Mr. Flomo giving the overview of the motivating factor that led to bringing these books said, “We came here last year and told people that we have some books for them and asked whether they have libraries and what specific texts they need. A lot of the schools did not have libraries and they were the ones that needed the books most. Moreover, everyone expressed willingness to have books of all subjects because they did not have any.”
Besides this concern, Mr. Flomo noted that as a former student of the Lutheran Training Institute in Lofa County and the African Methodist Episcopal Zion University in Monrovia, he is aware of the deficiency of textbooks in Liberia after war, and predicated upon this existing phenomenon he and his wife were engaged in collecting books that schools were turning over in the United States to bring to help Liberian schools.
Furthermore, he said information that emanated from the University of Liberia last year about 24,000 candidates failing in entrance examination was disturbing and disgraceful news for all Liberians around the world, and as such they at HELLO see it expedient to help by seeking and providing textbooks that students in Liberia can read and be on par with students of other countries.
He stressed that they will ensure to follow schools benefitting from the gesture to use the books for students and not to be sold under the old Ministry of Education building on Broad Street as the case is most of the time.
He also presumed that if any school charges fees for using the books the fee should be directed to improvement of library and not to use whatever is collected for other administrative purposes.
Although schools benefitting are not paying for the books, he said even schools in the United States from where they bring the books can charge students who damage them, and similar action could be taken to maintain them.
To ensure that students are making use of the books, Mr. Flomo said they will visit all schools receiving the books to interview students as to how they are using the books and what difference is being made in their academic life after reading or studying them.
Regarding validity of the books, Mr. Flomo stressed that they are recently published books that have lasted for not less than five years.
According to him, schools in the United States and other developed countries clear their libraries after every five years to bring in new books so as to enable the business of book publications to run, and this does not mean the books are outdated.
“The books are useful and it is the same information everywhere in the world.
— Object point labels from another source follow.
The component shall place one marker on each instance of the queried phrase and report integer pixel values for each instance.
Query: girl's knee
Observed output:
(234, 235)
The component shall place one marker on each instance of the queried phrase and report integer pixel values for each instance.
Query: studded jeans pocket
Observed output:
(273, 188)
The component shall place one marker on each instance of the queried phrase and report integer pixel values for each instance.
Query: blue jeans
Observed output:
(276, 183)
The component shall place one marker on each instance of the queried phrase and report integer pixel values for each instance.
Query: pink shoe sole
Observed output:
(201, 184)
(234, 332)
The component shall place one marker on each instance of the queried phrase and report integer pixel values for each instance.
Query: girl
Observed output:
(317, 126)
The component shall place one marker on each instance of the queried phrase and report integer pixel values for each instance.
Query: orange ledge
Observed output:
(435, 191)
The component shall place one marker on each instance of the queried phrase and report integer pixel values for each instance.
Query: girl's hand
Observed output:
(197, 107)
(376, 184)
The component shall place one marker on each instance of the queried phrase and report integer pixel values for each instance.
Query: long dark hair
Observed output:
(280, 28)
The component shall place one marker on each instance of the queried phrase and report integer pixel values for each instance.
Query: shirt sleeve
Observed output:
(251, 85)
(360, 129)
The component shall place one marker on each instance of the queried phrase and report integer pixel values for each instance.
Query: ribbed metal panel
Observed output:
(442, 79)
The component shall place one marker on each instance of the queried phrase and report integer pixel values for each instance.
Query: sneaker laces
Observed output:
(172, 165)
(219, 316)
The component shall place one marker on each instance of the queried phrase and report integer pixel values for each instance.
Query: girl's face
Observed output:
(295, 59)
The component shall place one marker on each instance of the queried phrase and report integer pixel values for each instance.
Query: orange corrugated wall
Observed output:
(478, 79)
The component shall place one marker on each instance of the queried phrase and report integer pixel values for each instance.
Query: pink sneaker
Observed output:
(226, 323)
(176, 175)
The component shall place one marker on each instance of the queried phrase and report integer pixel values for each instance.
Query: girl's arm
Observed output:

Clearing them out is only meant to keep the business of books publication running so that writers will not go out of business, but that’s the same information about any career highlighted in that text,” he said.
He assured that there are more textbooks that they are willing to bring to Liberia, but are waiting to see the new curriculum so that the books will be in conformity with information needed in the curriculum.
Mr. Flomo commenting on this issue indicated that though they have a few texts about Africa, there is still a need to read about other continents and countries out of Africa so that they (Africans) can learn how those countries and continents developed the way they are.
Meanwhile some of the schools receiving the books are the Calvary Baptist Church School System, the Monrovia Consolidated School System, the A.M.E. Zion University College, the International Institute for Information Technology Liberia, the Phebe Nursing School, the Lutheran Training Institute, Lofa Community College, Lofa University Students Association, amongst others.
A representative of one of the school systems, Terance King lauded Mr. Flomo and his American Fiancée who initiated the project through their organization HELLO, and indicated that if other Liberians in the Diaspora can join the Flomo family to do such, Liberia will see a major transition in the debilitating education sector.
HELLO was founded in 1993 and had been involved in bringing relief items including clothes, toys, and other needed materials for Internally Displaced Persons (IDPs) in displaced camps during the war years.